The traffic patterns established by transport vesicles and other membrane carriers are of fundamental importance for protein localization, modification, and function within eukaryotic cells. Vesicle docking and fusion requires, in addition to soluble NSF attachment protein receptors (SNAREs), multisubunit tethering complexes (MTCs). This proposal focuses on three MTCs, conserved from yeast to mammals: the Dsl1 complex, the conserved oligomeric Golgi (COG) complex, and the homotypic fusion and vacuole protein sorting (HOPS) complex. The Dsl1 complex functions in COPI vesicle transport from the Golgi apparatus to the endoplasmic reticulum (ER), a pathway essential for the recycling of the anterograde transport machinery and the retrieval of ER-resident proteins. The COG complex functions in retrograde transport within the Golgi. As a result, COG is essential for normal Golgi structure and function, and defects in COG give rise to congenital disorders of glycosylation. Finally, membrane fusion at late endosomes and lysosomes/vacuoles depends on the HOPS complex. All six subunits of human HOPS are among the seven host proteins recently discovered to be required for Marburg and Ebola virus entry. We hypothesize that MTCs, through interactions with Rabs, SNAREs, Sec1/Munc18 proteins, vesicle coat proteins, and phospholipids, function to orchestrate the docking and fusion of transport vesicles. Achieving a deeper mechanistic understanding of MTC function depends critically on elucidating their structures and determining how they interact with other elements of the trafficking machinery. To this end, we propose three specific aims.

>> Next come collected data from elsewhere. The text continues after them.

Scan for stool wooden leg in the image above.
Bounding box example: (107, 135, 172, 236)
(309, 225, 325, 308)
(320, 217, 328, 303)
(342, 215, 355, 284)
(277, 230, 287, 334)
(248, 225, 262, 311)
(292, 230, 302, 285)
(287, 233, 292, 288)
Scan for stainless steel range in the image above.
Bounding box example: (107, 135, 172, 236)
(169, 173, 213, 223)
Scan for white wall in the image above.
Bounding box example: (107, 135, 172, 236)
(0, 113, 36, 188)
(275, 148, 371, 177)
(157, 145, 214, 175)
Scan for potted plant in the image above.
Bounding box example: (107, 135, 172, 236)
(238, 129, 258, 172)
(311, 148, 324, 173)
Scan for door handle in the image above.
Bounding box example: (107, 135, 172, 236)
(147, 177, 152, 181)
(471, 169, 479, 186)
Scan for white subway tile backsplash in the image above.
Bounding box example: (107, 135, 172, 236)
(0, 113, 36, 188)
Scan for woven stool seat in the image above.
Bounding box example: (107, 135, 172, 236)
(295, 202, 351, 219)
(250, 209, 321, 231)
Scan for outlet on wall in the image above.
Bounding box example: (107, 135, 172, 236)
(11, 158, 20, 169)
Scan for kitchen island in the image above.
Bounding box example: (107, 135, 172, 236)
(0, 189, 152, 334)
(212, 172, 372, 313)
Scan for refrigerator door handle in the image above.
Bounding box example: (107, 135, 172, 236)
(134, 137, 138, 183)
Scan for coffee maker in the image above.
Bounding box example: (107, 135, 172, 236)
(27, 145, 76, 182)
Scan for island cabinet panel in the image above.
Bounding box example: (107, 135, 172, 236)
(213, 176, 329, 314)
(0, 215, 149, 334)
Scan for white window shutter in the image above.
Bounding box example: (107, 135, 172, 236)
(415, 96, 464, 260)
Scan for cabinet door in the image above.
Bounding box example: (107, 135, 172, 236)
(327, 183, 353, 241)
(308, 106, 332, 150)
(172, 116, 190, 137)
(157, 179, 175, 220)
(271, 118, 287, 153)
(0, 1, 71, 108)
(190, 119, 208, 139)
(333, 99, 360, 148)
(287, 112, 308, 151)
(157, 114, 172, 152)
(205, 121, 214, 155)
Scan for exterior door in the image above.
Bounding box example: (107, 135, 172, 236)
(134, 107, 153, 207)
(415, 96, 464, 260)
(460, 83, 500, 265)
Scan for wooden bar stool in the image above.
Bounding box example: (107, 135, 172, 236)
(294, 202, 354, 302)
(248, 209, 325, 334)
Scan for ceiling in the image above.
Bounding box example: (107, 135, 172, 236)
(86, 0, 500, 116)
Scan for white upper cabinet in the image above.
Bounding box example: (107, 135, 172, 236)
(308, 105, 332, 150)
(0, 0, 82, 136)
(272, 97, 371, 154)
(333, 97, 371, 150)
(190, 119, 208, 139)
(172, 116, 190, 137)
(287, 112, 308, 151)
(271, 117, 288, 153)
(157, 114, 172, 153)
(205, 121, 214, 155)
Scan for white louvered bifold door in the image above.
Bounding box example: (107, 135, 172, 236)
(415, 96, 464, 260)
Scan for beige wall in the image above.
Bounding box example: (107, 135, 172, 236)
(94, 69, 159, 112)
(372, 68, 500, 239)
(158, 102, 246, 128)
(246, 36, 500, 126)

In Aim 1, we will characterize functional interactions between the Dsl1 complex and other trafficking factors using x-ray crystallography and single particle electron microscopy (EM). In addition, we will capitalize on our complete structure of the Dsl1 complex by designing mutants to use in proteomic and synthetic genetic screens for additional Dsl1-interacting partners.
In Aim 2, we will use single-particle EM to complete our mapping of the eight different subunits into the overall structure of the COG complex, complemented by x-ray crystallographic studies of interacting elements within COG sub- assemblies. Furthermore, we will determine COG-SNARE complex structures in order to elucidate how COG guides SNARE assembly. Finally, in Aim 3 we propose an entirely new project, structural studies of the HOPS complex and its interaction with SNAREs. We will determine structures of key HOPS subunits and sub- assemblies, which can then serve as blueprints for in vivo and in vitro functional studies. In addition, as in the first two Aims, w will use x-ray crystallography to study complexes with SNAREs. Because the HOPS complex is unrelated to the Dsl1 and COG complexes, this work should reveal both class-specific differences and common principles among MTCs, thereby deepening our mechanistic understanding of these fascinating components of the intracellular trafficking machinery.
The proposed work entails structural studies of the machinery responsible for the sorting and transport of proteins and lipids among the compartments of a eukaryotic cell. Mutations in many components of this machinery, by upsetting cellular architecture and function, lead to human disease.